Conventionally, operating table tops are covered with a single layer cotton sheet whose edges drape down at the table sides. During the course of an operation, a significant amount of blood tends to escape from the patient and is absorbed by the cotton sheet. After the operation, it is difficult to remove the sheet from the table top due to the weight and mass of the patient overlying the same. Typically, the patient must be logrolled, that is, rolled over towards one side of the table, the sheet folded over towards that side, the patient rolled to the opposite side and off the sheet and then the sheet is removed from the table top.
Log-rolling is often difficult due to the weight and mass of the patient. Secondly, the patient is in the worst possible condition to be moved, both because of the operation performed and additionally because, while under anesthesia, the body does not employ its normal defense mechanisms to forced movement. Thus, the patient may bruise portions of the body during logrolling or other forced movement necessary to remove the blood soaked operating table cloth or cover sheet.
Within recent years, the applicants have developed a patient mover for facilitating the movement of patients in hospitals to and from gurneys, hospital beds, operating tables, X-ray equipment such as particularly CAT scanners and the like as set forth in U.S. Pat. No. 4,272,856. The patient mover employs a plenum chamber formed by several thin flexible sheets, sealed together about their edges, subjected to low pressure air to inflate the plenum chamber to the extent of lifting the patient. The bottom thin flexible sheet bears thousands of pinhole type perforations through which air escapes to create a thin air film bearing between the bottom of the patient mover and the underlying relatively rigid support surface such as the operating table, gurney top, hospital bed, etc. Such patient movers, which are somewhat similar to an air mattress when inflated, lifts the patient up, with the low pressure air escaping through the holes creating a frictionless air bearing.
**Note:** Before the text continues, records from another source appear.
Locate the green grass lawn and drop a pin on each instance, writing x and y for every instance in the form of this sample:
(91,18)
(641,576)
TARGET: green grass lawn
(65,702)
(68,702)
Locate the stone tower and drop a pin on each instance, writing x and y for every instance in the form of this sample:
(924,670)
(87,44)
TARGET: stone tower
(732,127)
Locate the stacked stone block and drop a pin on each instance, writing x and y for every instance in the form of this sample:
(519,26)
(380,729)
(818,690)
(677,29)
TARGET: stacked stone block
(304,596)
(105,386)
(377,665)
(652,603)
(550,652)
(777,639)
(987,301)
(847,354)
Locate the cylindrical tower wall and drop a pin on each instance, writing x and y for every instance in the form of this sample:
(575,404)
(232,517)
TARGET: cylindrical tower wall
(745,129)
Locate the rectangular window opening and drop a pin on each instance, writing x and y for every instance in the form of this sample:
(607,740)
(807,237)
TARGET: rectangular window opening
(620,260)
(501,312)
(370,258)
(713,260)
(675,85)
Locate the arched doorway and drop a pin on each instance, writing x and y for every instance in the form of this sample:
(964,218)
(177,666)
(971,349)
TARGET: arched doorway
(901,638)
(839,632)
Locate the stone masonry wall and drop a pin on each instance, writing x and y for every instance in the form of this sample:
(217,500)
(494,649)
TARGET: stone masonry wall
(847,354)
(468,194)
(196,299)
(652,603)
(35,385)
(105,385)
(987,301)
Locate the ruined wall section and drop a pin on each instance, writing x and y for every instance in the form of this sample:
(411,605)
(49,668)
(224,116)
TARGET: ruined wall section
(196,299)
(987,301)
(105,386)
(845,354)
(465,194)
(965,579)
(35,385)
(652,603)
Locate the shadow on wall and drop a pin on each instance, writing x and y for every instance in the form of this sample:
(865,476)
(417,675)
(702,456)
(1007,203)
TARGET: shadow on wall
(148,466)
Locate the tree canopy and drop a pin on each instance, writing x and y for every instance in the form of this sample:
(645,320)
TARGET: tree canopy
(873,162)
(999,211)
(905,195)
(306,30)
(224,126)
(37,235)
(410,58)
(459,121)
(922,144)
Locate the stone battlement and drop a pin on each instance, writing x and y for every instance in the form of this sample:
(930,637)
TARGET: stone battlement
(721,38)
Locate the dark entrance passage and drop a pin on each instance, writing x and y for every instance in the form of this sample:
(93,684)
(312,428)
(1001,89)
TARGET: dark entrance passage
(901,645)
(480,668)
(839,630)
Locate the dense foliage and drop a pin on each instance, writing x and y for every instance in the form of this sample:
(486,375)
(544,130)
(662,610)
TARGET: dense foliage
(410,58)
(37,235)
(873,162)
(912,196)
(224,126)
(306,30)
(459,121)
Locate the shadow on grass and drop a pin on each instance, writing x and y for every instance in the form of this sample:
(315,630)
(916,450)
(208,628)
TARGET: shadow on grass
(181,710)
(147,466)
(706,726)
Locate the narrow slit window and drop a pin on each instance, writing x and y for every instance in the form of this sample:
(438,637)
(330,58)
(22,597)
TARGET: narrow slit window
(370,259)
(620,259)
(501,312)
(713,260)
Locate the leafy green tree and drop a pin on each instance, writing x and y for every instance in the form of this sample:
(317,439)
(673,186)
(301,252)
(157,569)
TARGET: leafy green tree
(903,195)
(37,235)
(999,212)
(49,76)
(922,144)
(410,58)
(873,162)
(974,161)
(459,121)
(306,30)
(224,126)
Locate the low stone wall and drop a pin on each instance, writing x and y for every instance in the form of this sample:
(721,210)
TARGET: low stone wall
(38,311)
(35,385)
The patient mover thus facilitates the transfer of the patient to and from the operating table, and permits the patient to rest on the patient mover (whose air mattress or plenum chamber is deflated), a problem develops when an absorbent cotton sheet or chuck is placed over the patient mover for capturing the blood from the patient during an operation. After the operation, the cotton sheet must be removed prior to the patient being moved off the operating table while still on the same patient mover that placed him thereon prior to the operation.
It is, therefore, a primary object of the present invention to provide an improved, sterile, absorbent sheet or pad for use on an operating table during an operation for positioning between the patient and the operating table top which may be easily removed, which provides no trauma to the patient, and which absorbent sheet may be particularly useful as a sheet overlying an air bearing type patient mover.